First, plop your diagnostic program down in the middle of the community and stay for a long time so you become a known and trusted resource.
Our center sits in the heart of the Bronx and provides multidisciplinary diagnostic evaluations and services to children with developmental disabilities in the community. We’ve been here for more than 60 years. Each year, we see about 7,000 children, diagnose about 300 with autism and see about 1,600 children with autism for therapy, medication management or developmental follow-up.
Second, reduce the barriers to entry. Eliminate the need for physician referral. Address language and cultural hurdles, and tackle insurance-related barriers.
Meet P., an African-American boy who is 28 months old. (Throughout this piece, I’m using only the first letter of children’s names to protect their privacy.) His mother led him into the clinic by the hand, and he was screaming so loudly I could hear him from down the hall. The registration secretary at the front desk told me that the mother had reported that a lady on the bus told her to bring her little boy here, and that we would know what to do to help him speak. We did.
Our center accepts Medicaid of all varieties, and we do not require a referral from a primary-care provider. That means families can refer themselves, removing a significant barrier to access. Also, we have a full complement of bilingual Spanish-speaking clinical and administrative staff.
Third, cast a wide net and bring your autism expertise to the front door. That means looking at every child who comes in for any reason or concern and being ready to identify autism.
Meet D., a 22-month-old Hispanic toddler who has not yet started to speak. His mother doesn’t see this as a problem because she knows that her son is smart and independent. When he is hungry, he goes to the refrigerator on his own and brings her the gallon of milk. D. is an ‘easy baby’ who can entertain himself for long periods of time. The mother brought D. in because he tends to walk on his tiptoes, and she thinks he may need special shoes. She also wants to get his hearing checked because he doesn’t always respond when she calls his name.

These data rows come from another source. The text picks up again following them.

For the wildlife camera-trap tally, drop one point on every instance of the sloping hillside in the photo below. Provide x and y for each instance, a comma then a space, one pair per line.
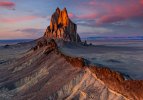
46, 73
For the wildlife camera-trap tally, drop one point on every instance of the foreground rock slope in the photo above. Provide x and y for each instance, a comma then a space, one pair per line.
46, 73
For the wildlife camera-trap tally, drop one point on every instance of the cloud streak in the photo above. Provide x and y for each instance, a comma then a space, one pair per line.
17, 19
7, 4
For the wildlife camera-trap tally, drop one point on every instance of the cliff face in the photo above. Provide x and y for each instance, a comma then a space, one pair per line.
61, 27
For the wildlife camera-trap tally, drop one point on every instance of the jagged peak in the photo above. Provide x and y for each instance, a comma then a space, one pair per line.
58, 10
62, 27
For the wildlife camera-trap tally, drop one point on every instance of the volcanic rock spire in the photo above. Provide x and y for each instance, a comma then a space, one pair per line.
61, 27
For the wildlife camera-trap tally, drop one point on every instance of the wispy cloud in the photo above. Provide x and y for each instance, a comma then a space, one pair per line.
7, 4
31, 31
17, 19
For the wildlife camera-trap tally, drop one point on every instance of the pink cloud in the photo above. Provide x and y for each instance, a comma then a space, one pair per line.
89, 16
116, 11
17, 19
7, 4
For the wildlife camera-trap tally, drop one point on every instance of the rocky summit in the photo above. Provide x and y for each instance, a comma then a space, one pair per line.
61, 27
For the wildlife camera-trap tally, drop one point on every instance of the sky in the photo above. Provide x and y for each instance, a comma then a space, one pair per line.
28, 19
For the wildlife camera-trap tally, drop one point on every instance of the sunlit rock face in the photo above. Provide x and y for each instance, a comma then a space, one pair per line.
61, 27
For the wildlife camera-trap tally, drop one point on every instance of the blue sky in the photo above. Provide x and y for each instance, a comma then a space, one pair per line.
29, 18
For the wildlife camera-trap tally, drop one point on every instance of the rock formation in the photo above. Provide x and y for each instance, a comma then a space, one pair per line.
61, 27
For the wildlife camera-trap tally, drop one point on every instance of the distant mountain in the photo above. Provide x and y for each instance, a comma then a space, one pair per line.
61, 27
114, 38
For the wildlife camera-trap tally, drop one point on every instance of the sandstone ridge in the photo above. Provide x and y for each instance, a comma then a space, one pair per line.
61, 27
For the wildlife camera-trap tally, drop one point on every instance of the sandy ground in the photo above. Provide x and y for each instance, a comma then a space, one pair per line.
10, 53
127, 60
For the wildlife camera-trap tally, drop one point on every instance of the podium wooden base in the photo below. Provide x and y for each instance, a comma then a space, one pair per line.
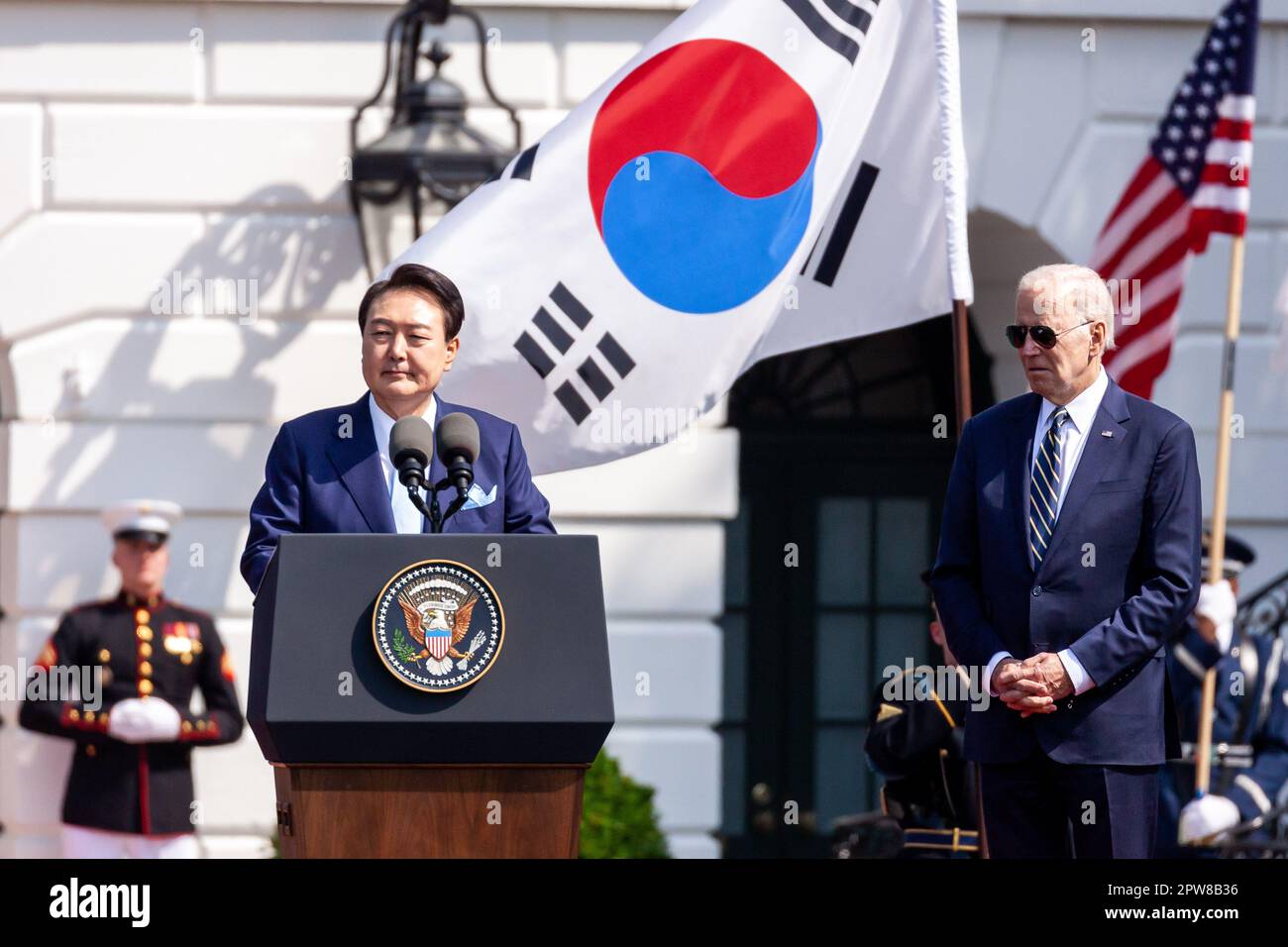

Both P. and D. have clear signs of autism. Neither child was referred to our center to be evaluated for autism; neither parent mentioned it as a concern. In fact, it is extremely rare that we see young children who are referred because they failed the Modified Checklist for Autism in Toddlers (a screening tool for autism in toddlers) in their pediatrician’s office. Rather, parents bring their children because of a more general concern (not talking) or a different concern (toe-walking).
At our center, we like to say that we bring our autism expertise to the front door. We’re proud of this capability, because children who might otherwise be overlooked get an early diagnosis.
On the spot:
Fourth, do as much as you can the first day a person comes in. Treat an early autism diagnosis as an emergency.
Don’t make a family wait months for an evaluation with the ADOS when you can see that the child clearly meets the criteria for autism. Instead, use a diagnostic instrument that can be used on the spot, such as the Child Autism Rating Scale; talk with the parent regarding her concerns and yours; and move ahead with a plan the family is comfortable with.
Why? Because you never know when that family will come back. At our center, we have a high no-show rate for appointments. Our families tend to have many other stressors in their lives, so we rush to get a diagnosis that facilitates getting autism-specific early-intervention services in place, either at home or at the center.
When you heed these four principles, you form a partnership and a lifelong relationship with the people you serve. As a bonus, you won’t have any problems getting your community partners to participate in research.
Lisa Shulman is director of autism clinical services and professor of pediatrics at the Rose F. Kennedy Children’s Evaluation and Rehabilitation Center at Montefiore Medical Center in New York; she is also the CDC Act Early Ambassador to New York.